I found myself thinking during “Everything Must Go” that Will Ferrell is a gifted dramatic actor. That’s sometimes the case with actors who specialize in comedy. Consider Robin Williams, Jack Lemmon, Jackie Gleason, Jim Carrey. Remember Adam Sandler in “Punch-Drunk Love.” To be good in comedy, you need to be to be very skilled indeed, but talent doesn’t always transfer to the heavy stuff. It’s partly the matter of the physical presence. Ferrell has a presence. He reminds me sometimes of Fred MacMurray in his noir films.
“Everything Must Go” is not all the film it could have been, but is more worth seeing than a lot of other recent releases. It held my attention through Ferrell’s performance as Nick Halsey, a man who drinks his way out of a job and a marriage. He isn’t one of those flamboyant drunks, just a contained, dutiful man whose drinking has become the priority in his life. These are the kinds of alcoholics who break your heart: They mean to do well, they’re not mean or violent, but over the years, the need for booze has moved into the foreground.
They say you need to find your bottom before you’re likely to stop. Every bottom is different. Nick finds his on the front lawn of his house, along with his furniture, his clothing, his keepsakes, and his life as a man whose wife has left him. He’s locked out. His credit cards don’t work. He deals with this by buying some beer and settling into his La-Z-Boy recliner. Fortunately, the nights can be mild in Arizona.
The idea for the movie, written and directed by Dan Rush, is based on the Raymond Carver short story “Why Don’t You Dance? ” Carver was an alcoholic who lost most of the things in his life and then found them again through recovery and the love of his wife, the poet Tess Gallagher. In his story, the hero simply has a sale to sell everything he owns, which as we all know is better than dealing with the movers. In the film, the (never seen) wife is the deciding factor, but as the days and nights slide past, Nick gradually clears out not only his valued possessions but his excess inventory.
Of course neighbors complain. When a cop comes, it’s Frank Garcia (Michael Pena), who was Nick’s sponsor during an unsuccessful whirl through AA. Nick argues that he has a perfect right to use his lawn as he chooses, and I suppose if the law permits pink flamingos, anything goes. There is also the matter of the young woman named Samantha (Rebecca Hall), who has just moved in across the street, is pregnant and is awaiting her husband. “What kind of a man lets his pregnant wife move halfway across the country by herself? ” protests Nick, whose own wife may have been left on her own a time or two.

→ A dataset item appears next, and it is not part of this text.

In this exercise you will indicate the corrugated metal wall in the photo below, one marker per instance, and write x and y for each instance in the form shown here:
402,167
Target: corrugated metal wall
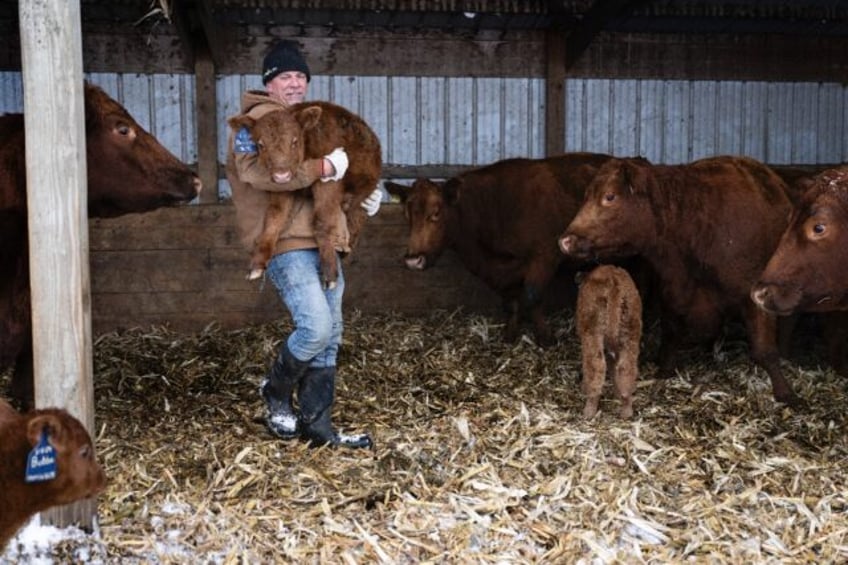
468,121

Into this situation comes an African-American teenager named Kenny (Christopher Jordan Wallace), a nice kid who rides up on his bike, asks the obvious questions and enters into a tacit understanding to become Nick’s business partner in the yard sale. This character is very well handled. He is not tiny and cute. He is not a cut-up. He is not what Spike Lee calls a Magic Negro, one of those black people who enter into the lives of whites with wise advice. No, he is a normal kid, self-possessed, even thoughtful, who keeps his opinions to himself and has an instinctive tact. (Wallace, the son of late Notorious B. I.G., played his dad as a kid in “Notorious, ” a movie about the rapper’s life.)
The movie doesn’t trick up this story much more than it needs. The spartan solemnity of the Carver story seems buried within it. Ferrell plays Nick straight from the shoulder, without spin, respectfully. What it amounts to is for you to decide. At the end, I was expecting more of an emotional payoff; making a movie calm is one thing, and making it matter-of-fact is another. But make a note about Will Ferrell. There is depth there.